As showcased in the video by Vee, users have been pelting the Captain Marvel Rotten Tomatoes page with negative comments, picking up where they left off before Rotten Tomatoes removed the ability to leave comments on movies that haven’t been released yet.

This comes after Rotten Tomatoes removed the negative ratings system, which many believed was in response to all the negative feedback that the movie was receiving after Brie Larson, the lead actress, made denigrating remarks about white males.

The controversy and the censorship was covered in full by YouTube outlet Nerdrotic.

Before the negative ratings were removed, the film had averaged around a 31% anticipation rating, but had reportedly hovered as low as 28%. Most people assumed that Rotten Tomatoes were acting on behalf of Disney in order to protect the branding image of Captain Marvel, and reduce the marketing stigma that the film was not as hotly anticipated as the media have made it out to be.

In an article published on February 26th, 2019 over on CNET , president of Fandango, Paul Yanover, told the outlet that the Rotten Tomatoes subsidiary was not censoring negative feedback to protect Captain Marvel

“(The changes) are not simply a reaction to, ‘Oh, gee, there’s some noise created around (certain movies),”

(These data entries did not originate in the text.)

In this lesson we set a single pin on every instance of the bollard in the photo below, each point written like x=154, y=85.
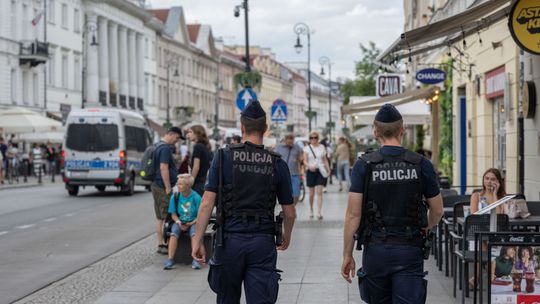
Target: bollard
x=25, y=179
x=39, y=173
x=53, y=170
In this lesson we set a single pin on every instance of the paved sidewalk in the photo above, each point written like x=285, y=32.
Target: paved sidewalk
x=311, y=269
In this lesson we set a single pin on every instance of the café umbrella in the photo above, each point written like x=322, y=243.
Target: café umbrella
x=19, y=120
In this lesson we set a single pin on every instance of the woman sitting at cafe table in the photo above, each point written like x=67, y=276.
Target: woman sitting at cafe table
x=492, y=191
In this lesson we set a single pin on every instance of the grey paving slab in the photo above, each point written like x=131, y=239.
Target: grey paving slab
x=311, y=268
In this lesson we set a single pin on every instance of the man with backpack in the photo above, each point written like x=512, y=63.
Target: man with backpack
x=163, y=177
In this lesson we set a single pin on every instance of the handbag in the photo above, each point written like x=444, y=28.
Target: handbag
x=517, y=208
x=320, y=164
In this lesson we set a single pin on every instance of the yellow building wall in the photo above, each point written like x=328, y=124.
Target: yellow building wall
x=480, y=110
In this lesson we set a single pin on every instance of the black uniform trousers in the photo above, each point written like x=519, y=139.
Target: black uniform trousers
x=248, y=258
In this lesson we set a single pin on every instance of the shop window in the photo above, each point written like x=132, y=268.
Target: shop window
x=499, y=127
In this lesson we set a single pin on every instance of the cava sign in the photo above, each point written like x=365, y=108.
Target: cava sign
x=388, y=84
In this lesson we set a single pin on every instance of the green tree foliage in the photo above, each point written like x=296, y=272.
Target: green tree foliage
x=365, y=70
x=445, y=156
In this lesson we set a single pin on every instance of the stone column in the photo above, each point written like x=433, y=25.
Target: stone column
x=123, y=66
x=132, y=68
x=103, y=61
x=113, y=64
x=92, y=77
x=140, y=72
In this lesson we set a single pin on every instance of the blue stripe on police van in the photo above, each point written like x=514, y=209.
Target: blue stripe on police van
x=92, y=164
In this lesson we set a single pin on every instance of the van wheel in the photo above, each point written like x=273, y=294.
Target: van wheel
x=129, y=189
x=73, y=190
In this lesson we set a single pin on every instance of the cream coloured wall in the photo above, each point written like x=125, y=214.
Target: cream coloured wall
x=480, y=110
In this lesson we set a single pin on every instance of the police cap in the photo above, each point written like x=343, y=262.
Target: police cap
x=388, y=113
x=253, y=110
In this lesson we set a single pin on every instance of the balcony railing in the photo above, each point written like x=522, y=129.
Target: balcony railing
x=33, y=52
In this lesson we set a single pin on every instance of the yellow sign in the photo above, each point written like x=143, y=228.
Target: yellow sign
x=524, y=24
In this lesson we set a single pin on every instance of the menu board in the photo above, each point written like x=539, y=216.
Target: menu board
x=495, y=204
x=514, y=269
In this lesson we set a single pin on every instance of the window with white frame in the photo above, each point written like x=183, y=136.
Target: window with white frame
x=25, y=22
x=14, y=20
x=77, y=77
x=65, y=71
x=13, y=86
x=35, y=85
x=64, y=15
x=146, y=46
x=51, y=16
x=25, y=88
x=76, y=21
x=52, y=66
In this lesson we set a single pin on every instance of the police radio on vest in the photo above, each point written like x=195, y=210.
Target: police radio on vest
x=395, y=174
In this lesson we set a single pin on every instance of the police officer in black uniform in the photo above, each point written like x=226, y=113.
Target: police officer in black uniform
x=387, y=212
x=252, y=177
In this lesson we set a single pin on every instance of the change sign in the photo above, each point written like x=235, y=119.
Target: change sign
x=430, y=76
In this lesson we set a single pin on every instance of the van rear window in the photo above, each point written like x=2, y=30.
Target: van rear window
x=92, y=137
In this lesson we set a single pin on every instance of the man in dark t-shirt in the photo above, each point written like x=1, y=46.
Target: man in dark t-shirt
x=165, y=179
x=201, y=152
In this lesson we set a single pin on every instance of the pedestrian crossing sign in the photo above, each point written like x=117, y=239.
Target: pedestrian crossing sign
x=279, y=110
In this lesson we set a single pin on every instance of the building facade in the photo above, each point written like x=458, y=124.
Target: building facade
x=23, y=54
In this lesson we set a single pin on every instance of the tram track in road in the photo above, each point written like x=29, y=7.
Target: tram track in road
x=49, y=235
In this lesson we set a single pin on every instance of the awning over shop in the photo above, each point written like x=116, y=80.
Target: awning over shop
x=396, y=100
x=413, y=113
x=447, y=31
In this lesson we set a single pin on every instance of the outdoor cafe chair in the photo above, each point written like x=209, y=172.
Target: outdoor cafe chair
x=464, y=255
x=456, y=203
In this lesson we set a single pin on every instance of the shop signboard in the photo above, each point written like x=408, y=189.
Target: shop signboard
x=495, y=83
x=524, y=24
x=388, y=84
x=430, y=76
x=515, y=258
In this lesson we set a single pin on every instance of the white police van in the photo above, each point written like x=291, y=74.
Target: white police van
x=104, y=147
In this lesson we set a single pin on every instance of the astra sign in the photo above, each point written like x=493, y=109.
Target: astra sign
x=430, y=76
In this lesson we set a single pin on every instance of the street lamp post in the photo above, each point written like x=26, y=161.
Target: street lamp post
x=170, y=62
x=88, y=27
x=326, y=61
x=303, y=29
x=237, y=8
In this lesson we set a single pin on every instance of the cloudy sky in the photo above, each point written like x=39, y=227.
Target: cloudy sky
x=338, y=26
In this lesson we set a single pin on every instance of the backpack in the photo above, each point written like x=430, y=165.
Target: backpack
x=148, y=170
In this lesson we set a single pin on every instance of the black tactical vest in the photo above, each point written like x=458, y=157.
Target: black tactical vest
x=394, y=193
x=252, y=192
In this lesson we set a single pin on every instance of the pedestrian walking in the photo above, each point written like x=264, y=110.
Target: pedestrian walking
x=292, y=154
x=36, y=158
x=166, y=177
x=386, y=211
x=246, y=179
x=343, y=154
x=317, y=172
x=201, y=156
x=50, y=155
x=4, y=165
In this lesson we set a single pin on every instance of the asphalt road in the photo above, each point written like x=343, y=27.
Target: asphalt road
x=45, y=234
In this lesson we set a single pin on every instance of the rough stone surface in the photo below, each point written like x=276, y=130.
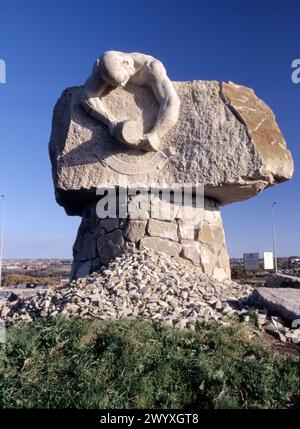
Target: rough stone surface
x=142, y=284
x=205, y=248
x=225, y=138
x=157, y=228
x=162, y=245
x=284, y=302
x=110, y=246
x=151, y=286
x=135, y=230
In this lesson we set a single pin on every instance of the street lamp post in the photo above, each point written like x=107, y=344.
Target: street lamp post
x=2, y=235
x=274, y=237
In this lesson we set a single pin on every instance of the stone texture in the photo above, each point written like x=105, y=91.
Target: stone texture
x=205, y=246
x=158, y=228
x=161, y=245
x=190, y=251
x=135, y=230
x=110, y=246
x=225, y=138
x=284, y=302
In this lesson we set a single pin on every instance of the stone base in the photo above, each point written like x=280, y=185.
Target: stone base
x=101, y=240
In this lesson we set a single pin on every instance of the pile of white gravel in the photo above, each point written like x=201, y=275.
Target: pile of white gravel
x=142, y=284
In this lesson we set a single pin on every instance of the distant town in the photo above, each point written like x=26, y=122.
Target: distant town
x=32, y=273
x=42, y=273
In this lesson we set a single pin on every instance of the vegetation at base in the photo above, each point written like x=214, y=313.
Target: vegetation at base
x=140, y=364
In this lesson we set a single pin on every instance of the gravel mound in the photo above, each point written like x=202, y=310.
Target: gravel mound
x=142, y=284
x=151, y=286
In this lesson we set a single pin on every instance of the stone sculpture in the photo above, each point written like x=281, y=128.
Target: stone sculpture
x=126, y=124
x=115, y=69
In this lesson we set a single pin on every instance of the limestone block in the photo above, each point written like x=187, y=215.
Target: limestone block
x=162, y=245
x=190, y=251
x=110, y=246
x=225, y=137
x=158, y=228
x=135, y=230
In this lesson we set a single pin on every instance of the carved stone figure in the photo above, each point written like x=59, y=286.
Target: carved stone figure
x=125, y=125
x=114, y=69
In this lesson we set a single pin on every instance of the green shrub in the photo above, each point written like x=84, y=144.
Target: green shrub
x=140, y=364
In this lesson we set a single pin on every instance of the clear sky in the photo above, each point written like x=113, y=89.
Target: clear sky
x=49, y=45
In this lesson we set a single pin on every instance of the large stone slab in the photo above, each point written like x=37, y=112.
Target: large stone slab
x=284, y=302
x=226, y=138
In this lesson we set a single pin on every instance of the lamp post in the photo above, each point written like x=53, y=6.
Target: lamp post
x=274, y=237
x=2, y=235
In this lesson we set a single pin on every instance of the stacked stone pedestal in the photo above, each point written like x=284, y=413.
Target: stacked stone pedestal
x=176, y=234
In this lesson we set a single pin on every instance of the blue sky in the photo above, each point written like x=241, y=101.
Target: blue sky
x=48, y=46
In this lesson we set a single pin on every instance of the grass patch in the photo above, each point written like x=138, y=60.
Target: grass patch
x=140, y=364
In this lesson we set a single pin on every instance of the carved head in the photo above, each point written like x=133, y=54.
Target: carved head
x=116, y=67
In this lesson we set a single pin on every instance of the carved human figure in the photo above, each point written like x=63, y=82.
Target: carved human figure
x=114, y=69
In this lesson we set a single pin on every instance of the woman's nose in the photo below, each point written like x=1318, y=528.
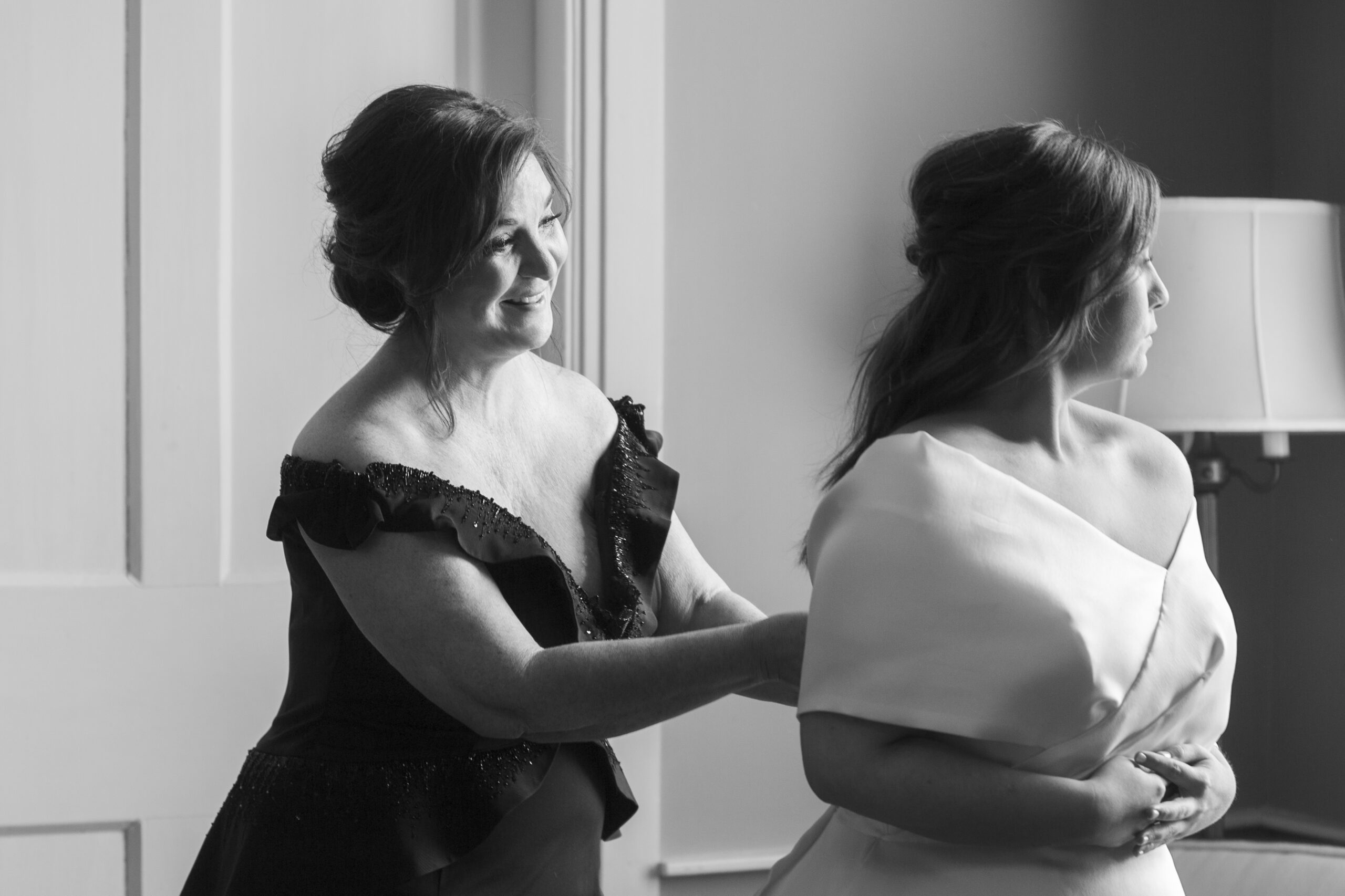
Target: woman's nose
x=1158, y=295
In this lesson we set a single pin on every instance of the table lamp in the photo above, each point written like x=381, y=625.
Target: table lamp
x=1253, y=339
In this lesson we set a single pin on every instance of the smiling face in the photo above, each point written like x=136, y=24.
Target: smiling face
x=1125, y=327
x=501, y=306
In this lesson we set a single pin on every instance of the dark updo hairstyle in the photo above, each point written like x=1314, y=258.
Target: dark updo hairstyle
x=416, y=183
x=1020, y=234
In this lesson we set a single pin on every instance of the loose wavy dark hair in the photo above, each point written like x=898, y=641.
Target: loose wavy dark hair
x=416, y=183
x=1020, y=234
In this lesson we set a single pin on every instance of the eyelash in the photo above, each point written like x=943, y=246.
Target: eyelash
x=500, y=244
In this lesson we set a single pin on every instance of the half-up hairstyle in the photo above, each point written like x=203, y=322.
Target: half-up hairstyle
x=416, y=183
x=1020, y=234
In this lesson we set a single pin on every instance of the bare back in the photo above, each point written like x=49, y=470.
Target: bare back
x=1123, y=478
x=533, y=449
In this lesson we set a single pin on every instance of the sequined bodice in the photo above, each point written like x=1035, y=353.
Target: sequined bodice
x=365, y=765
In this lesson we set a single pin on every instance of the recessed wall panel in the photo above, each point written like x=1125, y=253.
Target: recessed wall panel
x=63, y=320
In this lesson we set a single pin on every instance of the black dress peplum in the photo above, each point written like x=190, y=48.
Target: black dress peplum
x=362, y=785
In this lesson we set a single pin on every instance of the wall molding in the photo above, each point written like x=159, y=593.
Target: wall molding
x=726, y=864
x=131, y=835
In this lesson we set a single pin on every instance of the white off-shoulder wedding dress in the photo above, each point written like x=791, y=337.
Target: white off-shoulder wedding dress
x=950, y=597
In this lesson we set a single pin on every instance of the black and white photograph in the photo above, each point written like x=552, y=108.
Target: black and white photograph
x=671, y=449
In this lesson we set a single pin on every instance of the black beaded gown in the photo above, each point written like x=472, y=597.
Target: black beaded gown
x=362, y=785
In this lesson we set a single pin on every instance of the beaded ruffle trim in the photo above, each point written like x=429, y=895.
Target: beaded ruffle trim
x=280, y=789
x=608, y=617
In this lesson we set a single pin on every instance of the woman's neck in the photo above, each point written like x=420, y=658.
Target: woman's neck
x=483, y=389
x=1031, y=408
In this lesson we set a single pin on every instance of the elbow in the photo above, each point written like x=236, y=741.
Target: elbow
x=822, y=773
x=489, y=722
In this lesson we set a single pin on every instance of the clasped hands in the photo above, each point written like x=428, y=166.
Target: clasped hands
x=1157, y=797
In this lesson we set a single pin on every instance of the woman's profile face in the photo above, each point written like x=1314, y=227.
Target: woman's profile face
x=1127, y=325
x=501, y=305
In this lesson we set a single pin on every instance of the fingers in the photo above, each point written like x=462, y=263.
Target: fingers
x=1178, y=809
x=1189, y=754
x=1178, y=773
x=1157, y=836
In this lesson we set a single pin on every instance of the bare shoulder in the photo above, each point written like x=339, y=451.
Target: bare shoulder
x=358, y=427
x=1147, y=454
x=579, y=399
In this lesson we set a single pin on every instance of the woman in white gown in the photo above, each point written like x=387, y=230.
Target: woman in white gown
x=1017, y=662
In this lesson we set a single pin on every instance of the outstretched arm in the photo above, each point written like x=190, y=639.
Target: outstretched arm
x=928, y=787
x=438, y=617
x=693, y=598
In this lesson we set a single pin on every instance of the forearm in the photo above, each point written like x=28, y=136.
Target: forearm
x=602, y=689
x=728, y=609
x=946, y=794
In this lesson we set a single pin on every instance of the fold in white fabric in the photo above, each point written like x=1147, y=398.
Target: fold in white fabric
x=951, y=598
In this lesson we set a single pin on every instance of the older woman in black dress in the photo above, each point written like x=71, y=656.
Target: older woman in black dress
x=482, y=549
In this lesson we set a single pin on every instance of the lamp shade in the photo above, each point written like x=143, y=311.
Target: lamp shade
x=1254, y=337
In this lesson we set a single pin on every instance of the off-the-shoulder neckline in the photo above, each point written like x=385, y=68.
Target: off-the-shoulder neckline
x=623, y=407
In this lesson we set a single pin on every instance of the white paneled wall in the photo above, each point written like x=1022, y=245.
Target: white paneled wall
x=209, y=327
x=302, y=72
x=63, y=319
x=166, y=329
x=64, y=863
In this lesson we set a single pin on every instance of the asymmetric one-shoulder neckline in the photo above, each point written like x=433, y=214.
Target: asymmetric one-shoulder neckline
x=1036, y=494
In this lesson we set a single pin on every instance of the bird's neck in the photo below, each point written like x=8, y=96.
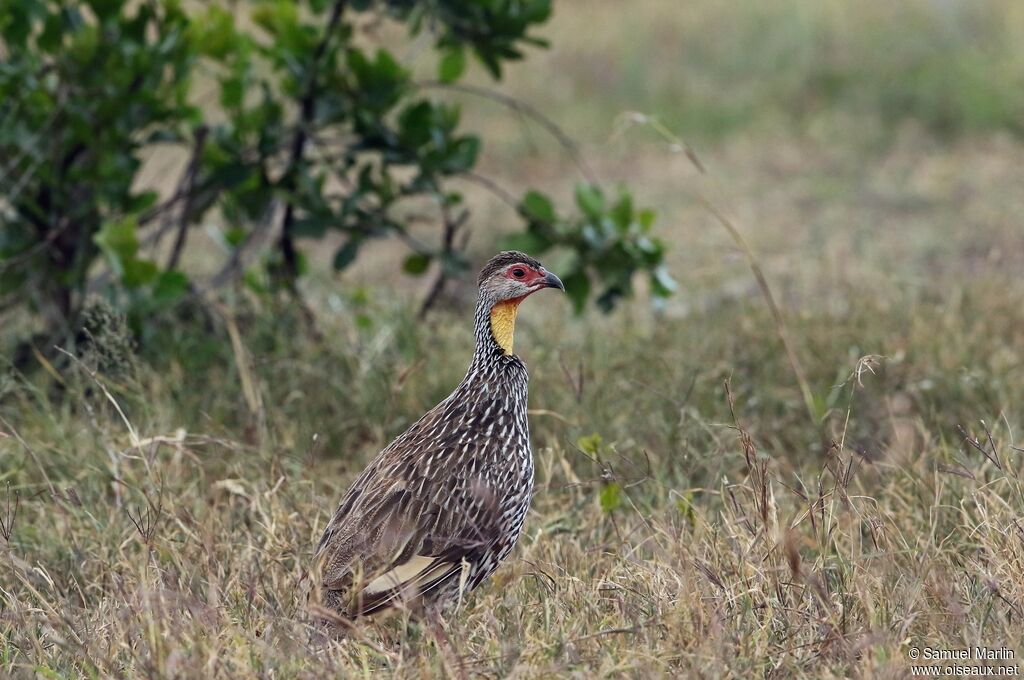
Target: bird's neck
x=494, y=364
x=494, y=328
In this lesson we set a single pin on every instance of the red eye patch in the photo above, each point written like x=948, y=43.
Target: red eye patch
x=522, y=272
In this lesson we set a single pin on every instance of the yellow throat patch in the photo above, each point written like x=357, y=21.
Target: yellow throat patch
x=503, y=323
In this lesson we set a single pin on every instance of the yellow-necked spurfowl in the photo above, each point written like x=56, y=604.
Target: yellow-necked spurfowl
x=443, y=504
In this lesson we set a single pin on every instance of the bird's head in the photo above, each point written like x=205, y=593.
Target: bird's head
x=507, y=280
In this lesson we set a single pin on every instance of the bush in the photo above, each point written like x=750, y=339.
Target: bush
x=313, y=132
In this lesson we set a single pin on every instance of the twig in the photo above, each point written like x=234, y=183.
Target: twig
x=780, y=327
x=493, y=186
x=452, y=225
x=307, y=105
x=188, y=185
x=7, y=520
x=522, y=108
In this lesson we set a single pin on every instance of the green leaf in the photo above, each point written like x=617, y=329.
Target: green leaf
x=346, y=254
x=416, y=263
x=622, y=212
x=611, y=496
x=578, y=288
x=590, y=200
x=462, y=158
x=453, y=65
x=537, y=206
x=118, y=241
x=138, y=272
x=169, y=287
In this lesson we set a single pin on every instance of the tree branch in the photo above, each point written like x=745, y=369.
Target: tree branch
x=188, y=186
x=526, y=110
x=307, y=107
x=452, y=225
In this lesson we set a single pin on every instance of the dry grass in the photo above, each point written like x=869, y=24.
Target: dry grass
x=688, y=520
x=727, y=544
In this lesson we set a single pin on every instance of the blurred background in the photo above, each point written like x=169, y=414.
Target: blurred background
x=246, y=234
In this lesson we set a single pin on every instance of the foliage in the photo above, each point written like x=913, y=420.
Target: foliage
x=611, y=242
x=314, y=132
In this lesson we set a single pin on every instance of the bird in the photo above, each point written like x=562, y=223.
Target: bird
x=439, y=508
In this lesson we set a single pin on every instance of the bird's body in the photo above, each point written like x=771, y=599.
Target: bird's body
x=443, y=504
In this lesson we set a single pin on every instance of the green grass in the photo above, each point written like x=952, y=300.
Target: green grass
x=662, y=541
x=185, y=554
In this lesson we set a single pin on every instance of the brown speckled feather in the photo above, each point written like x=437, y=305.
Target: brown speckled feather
x=443, y=504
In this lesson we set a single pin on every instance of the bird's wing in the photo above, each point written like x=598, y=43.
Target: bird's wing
x=395, y=536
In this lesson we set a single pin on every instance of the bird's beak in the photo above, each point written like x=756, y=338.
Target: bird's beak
x=551, y=281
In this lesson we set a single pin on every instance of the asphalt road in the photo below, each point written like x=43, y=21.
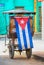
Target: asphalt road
x=21, y=60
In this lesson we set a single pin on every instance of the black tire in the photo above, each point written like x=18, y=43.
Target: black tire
x=29, y=53
x=11, y=50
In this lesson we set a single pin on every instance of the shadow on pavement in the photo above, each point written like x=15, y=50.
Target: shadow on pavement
x=38, y=58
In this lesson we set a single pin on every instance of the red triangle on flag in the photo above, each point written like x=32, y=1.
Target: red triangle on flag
x=22, y=21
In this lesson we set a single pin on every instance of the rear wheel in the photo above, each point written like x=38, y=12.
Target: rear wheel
x=29, y=53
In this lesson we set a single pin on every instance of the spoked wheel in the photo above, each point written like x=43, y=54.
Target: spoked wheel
x=11, y=50
x=29, y=53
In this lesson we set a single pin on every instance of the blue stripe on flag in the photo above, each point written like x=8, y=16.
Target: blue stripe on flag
x=18, y=35
x=30, y=35
x=24, y=38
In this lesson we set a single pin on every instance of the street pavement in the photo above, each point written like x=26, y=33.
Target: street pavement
x=36, y=59
x=21, y=60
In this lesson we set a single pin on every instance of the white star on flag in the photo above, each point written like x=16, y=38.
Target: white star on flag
x=22, y=21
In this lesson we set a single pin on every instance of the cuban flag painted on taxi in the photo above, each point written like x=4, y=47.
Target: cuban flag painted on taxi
x=23, y=33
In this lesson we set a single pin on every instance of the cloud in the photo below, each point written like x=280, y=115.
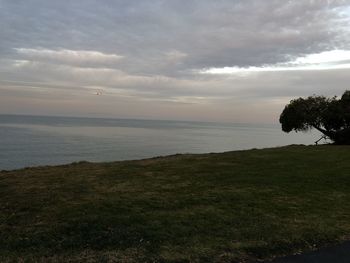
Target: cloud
x=328, y=60
x=150, y=53
x=66, y=56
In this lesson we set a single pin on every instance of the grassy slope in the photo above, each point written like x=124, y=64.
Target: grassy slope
x=242, y=205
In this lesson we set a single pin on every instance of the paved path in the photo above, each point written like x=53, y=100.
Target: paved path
x=337, y=254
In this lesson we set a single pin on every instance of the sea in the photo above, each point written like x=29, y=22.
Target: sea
x=27, y=141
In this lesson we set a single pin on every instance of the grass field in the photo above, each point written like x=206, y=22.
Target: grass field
x=228, y=207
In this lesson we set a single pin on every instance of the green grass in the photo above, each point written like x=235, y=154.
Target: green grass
x=226, y=207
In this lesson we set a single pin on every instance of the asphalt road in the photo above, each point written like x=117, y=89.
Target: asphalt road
x=337, y=254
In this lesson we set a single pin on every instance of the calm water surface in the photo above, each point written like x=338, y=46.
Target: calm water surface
x=35, y=140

Yanover may claim that the change to Rotten Tomatoes’ pre-release user functionality wasn’t in response to all of the negative feedback aimed at Captain Marvel, but it arrived conveniently after mainstream media started attacking the site for allowing “trolls” to brigade the page and pelt it with negative comments, disinterested impressions, or constructive criticism.

Regardless of the real reasons behind the change, users aren’t letting the Dissenter comment extension go to waste and they’re already pushing back against the Rotten Tomatoes censorship by making their voices heard… again.